[One summer I bought a plant at the farmers market]

One summer I bought a plant at the farmers market. When I took the money from my bra, the man smirked at me. I most likely killed it.

A climate of fear is both counting cards and laying its hand on the table.

There was a debate on campus about the semantics of No means no. Two philosophy professors in the key under a sagging hoop. Most of the women left before the Q&A.

Outside the department in the smoking pen, a man chastised his friend: It’s not bitches, they’re females.

Something grown: a sickness hollowing.

I heard: to pledge a girl had to hold a carrot in her vagina. Tuft of greenish mud leaf.

The bus driver let the girl with no money on, then told her she’d have better luck lying in the bed of a pickup truck. I get off.

The jangling of an empty ambulance—the only concern with the driver is a matter of heroics.

At orientation they told us to go prone if a man put his hands on us. ⬤ laughed because he knew.

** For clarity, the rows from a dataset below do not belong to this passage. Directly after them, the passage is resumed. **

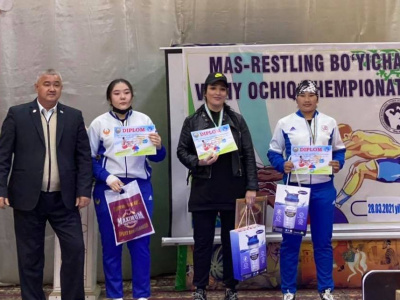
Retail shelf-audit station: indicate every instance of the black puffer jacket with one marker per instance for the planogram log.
(243, 160)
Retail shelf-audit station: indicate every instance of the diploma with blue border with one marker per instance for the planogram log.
(133, 140)
(312, 159)
(217, 140)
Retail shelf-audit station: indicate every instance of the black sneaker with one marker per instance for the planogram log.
(199, 294)
(231, 295)
(326, 295)
(289, 296)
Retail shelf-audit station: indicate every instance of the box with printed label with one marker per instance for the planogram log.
(249, 251)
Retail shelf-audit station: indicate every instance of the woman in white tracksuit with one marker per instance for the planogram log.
(307, 126)
(113, 173)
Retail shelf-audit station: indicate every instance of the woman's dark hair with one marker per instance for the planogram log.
(113, 83)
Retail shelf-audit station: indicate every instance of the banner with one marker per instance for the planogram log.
(359, 87)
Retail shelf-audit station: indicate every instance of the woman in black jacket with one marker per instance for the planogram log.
(217, 181)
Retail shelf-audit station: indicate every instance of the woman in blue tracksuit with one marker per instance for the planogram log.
(307, 126)
(113, 172)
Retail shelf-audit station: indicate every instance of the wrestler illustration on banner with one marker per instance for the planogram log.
(380, 154)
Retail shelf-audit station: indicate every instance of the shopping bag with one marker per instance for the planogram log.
(249, 251)
(291, 209)
(128, 213)
(258, 208)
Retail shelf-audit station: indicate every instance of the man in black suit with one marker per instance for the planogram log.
(45, 145)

Thought, If it doesn’t happen to me that’s okay.

I used to want the punch line at the beginning of the joke.

I used to fold paper into boats, and the story that followed had to do with sinking.

I had so much I wanted to say it feels like I’ve forgotten it all. It’s TV static or a white noise machine. It’s still a seen thing. It’s still noise. Little mouse, it’s hard to tell if you’re fearful, of what, and if it’s your fear to be had.

I see you shake, but is that your blood or the way my eyes are darting.

The other day my friend spoke beautifully on gold. I forget now and it’s just right beside me.

On the bus, after he touched me, the man placed his hand on my arm, gently, sincerely, said: I am so sorry.